Boodschap van het Eerste Presidium
Geef niet op — houd vol
Een van de levenslessen uit de Kirtlandperiode is dat onze geest voortdurend gevoed moet worden. We dienen elke dag dicht bij de Heer te blijven om de moeilijkheden het hoofd te bieden waar we allemaal mee te maken krijgen.
De afgelopen zomer namen mijn vrouw en ik onze tweelingkleinzoons mee naar Kirtland (Ohio, VS). We vonden het heerlijk om tijd met hen door te brengen voordat ze op zending gingen.
In Kirtland zagen we met eigen ogen onder welke omstandigheden de profeet Joseph Smith en de heiligen daar hadden geleefd. Die periode in de kerkgeschiedenis staat te boek als een tijd van grote problemen, maar ook van grote zegeningen.

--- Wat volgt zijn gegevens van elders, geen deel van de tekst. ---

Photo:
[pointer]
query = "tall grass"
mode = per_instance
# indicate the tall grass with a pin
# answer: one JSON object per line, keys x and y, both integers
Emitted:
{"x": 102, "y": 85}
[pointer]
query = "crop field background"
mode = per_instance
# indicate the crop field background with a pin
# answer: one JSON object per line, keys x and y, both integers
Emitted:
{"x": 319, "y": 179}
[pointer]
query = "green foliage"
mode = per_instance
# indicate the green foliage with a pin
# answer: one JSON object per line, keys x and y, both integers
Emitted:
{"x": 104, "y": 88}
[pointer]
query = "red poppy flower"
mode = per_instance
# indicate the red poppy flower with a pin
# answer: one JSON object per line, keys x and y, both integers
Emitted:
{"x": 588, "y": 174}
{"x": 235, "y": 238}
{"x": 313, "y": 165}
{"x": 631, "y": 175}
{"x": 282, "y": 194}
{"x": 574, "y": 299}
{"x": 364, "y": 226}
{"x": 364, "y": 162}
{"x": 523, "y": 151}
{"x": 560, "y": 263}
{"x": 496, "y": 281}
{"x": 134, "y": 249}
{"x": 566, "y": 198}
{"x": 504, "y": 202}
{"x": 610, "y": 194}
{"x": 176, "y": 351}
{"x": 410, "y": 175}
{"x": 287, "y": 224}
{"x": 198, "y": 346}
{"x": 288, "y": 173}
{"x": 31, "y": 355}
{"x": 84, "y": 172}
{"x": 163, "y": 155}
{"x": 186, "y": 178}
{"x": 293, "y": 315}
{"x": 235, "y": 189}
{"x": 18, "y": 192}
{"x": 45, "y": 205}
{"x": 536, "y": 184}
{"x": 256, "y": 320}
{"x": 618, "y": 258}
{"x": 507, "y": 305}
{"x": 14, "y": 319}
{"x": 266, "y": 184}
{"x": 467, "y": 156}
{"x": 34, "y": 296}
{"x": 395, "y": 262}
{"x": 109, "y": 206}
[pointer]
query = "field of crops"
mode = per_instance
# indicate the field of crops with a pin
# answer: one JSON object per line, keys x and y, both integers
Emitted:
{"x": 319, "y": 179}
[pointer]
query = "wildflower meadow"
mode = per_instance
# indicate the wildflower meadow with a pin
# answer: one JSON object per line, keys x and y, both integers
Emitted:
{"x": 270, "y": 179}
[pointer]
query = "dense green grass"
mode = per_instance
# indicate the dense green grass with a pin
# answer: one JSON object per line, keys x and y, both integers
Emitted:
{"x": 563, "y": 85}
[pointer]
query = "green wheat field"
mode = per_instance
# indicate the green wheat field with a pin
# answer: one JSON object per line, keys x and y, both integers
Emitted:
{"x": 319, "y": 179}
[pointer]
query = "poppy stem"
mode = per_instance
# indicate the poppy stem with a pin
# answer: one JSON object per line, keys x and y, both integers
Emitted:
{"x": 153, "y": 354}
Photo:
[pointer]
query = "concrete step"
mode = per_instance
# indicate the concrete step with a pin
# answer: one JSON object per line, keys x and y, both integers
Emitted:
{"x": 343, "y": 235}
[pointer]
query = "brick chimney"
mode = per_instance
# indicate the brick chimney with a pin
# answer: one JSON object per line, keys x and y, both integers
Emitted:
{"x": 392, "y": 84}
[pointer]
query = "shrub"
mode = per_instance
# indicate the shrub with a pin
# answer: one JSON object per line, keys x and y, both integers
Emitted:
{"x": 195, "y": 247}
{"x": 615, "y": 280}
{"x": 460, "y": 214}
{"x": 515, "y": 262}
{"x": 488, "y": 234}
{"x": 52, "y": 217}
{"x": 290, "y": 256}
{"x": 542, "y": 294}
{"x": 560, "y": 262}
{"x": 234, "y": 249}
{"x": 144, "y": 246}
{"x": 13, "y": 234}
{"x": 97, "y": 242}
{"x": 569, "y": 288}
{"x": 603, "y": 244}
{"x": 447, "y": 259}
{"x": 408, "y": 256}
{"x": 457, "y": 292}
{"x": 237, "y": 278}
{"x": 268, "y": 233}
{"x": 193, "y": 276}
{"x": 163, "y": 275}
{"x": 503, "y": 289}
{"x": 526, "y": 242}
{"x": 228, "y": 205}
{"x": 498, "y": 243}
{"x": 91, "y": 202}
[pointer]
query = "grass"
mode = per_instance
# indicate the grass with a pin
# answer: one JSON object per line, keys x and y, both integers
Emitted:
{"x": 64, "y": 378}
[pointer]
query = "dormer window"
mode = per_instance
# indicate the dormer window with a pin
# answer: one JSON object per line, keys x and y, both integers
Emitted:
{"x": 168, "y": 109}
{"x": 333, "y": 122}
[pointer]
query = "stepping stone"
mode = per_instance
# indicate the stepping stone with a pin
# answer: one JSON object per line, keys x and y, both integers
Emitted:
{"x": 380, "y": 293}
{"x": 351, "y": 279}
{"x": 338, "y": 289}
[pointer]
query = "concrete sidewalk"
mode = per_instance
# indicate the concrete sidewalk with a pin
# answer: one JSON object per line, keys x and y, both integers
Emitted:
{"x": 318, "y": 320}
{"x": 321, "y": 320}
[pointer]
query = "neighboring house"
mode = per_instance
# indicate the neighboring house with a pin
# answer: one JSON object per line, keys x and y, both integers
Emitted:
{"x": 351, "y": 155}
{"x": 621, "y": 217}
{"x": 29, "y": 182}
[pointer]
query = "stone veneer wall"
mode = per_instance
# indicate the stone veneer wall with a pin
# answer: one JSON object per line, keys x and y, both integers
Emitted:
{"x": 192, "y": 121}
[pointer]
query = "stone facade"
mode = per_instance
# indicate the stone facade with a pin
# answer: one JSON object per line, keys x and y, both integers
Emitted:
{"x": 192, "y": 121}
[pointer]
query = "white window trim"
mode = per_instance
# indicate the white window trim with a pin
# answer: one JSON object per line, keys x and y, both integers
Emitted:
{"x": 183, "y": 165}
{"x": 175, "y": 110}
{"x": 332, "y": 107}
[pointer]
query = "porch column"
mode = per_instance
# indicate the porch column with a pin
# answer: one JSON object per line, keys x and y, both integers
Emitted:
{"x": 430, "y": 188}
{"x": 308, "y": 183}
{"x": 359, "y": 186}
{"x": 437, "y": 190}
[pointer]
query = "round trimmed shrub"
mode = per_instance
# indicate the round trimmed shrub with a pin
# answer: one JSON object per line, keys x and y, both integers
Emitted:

In Kirtland heeft de Heer misschien wel de opmerkelijkste hemelse manifestaties en geestelijke gaven uitgestort die deze wereld ooit heeft gekend. Er zijn in Kirtland en omstreken 65 afdelingen van de Leer en Verbonden ontvangen — openbaringen die nieuw licht wierpen op onderwerpen als de wederkomst, zorg voor de armen, het heilsplan, priesterschapsgezag, het woord van wijsheid, tiende, de tempel, en de wet van toewijding.1
In deze periode was er sprake van ongeëvenaarde geestelijke groei. Gods Geest brandde in het hart als vuur en als vlammen. Mozes, Elia en vele andere hemelse wezens, onder wie onze hemelse Vader en zijn Zoon, Jezus Christus, zijn in die tijd verschenen.2
Onder de vele openbaringen die Joseph in Kirtland ontving, was een openbaring die hij het ‘olijfblad (…) geplukt van de boom in het paradijs, de vredesboodschap van de Heer aan ons’ noemde (inleiding van LV 88). Deze opmerkelijke openbaring bevatte de sublieme uitnodiging: ‘Nadert tot Mij en Ik zal tot u naderen; zoekt Mij naarstig en gij zult Mij vinden’ (LV 88:63). En toen de heiligen in Kirtland tot de Heer naderden, naderde de Heer tot hen en stortte de zegeningen des hemels uit over de hoofden van de getrouwen.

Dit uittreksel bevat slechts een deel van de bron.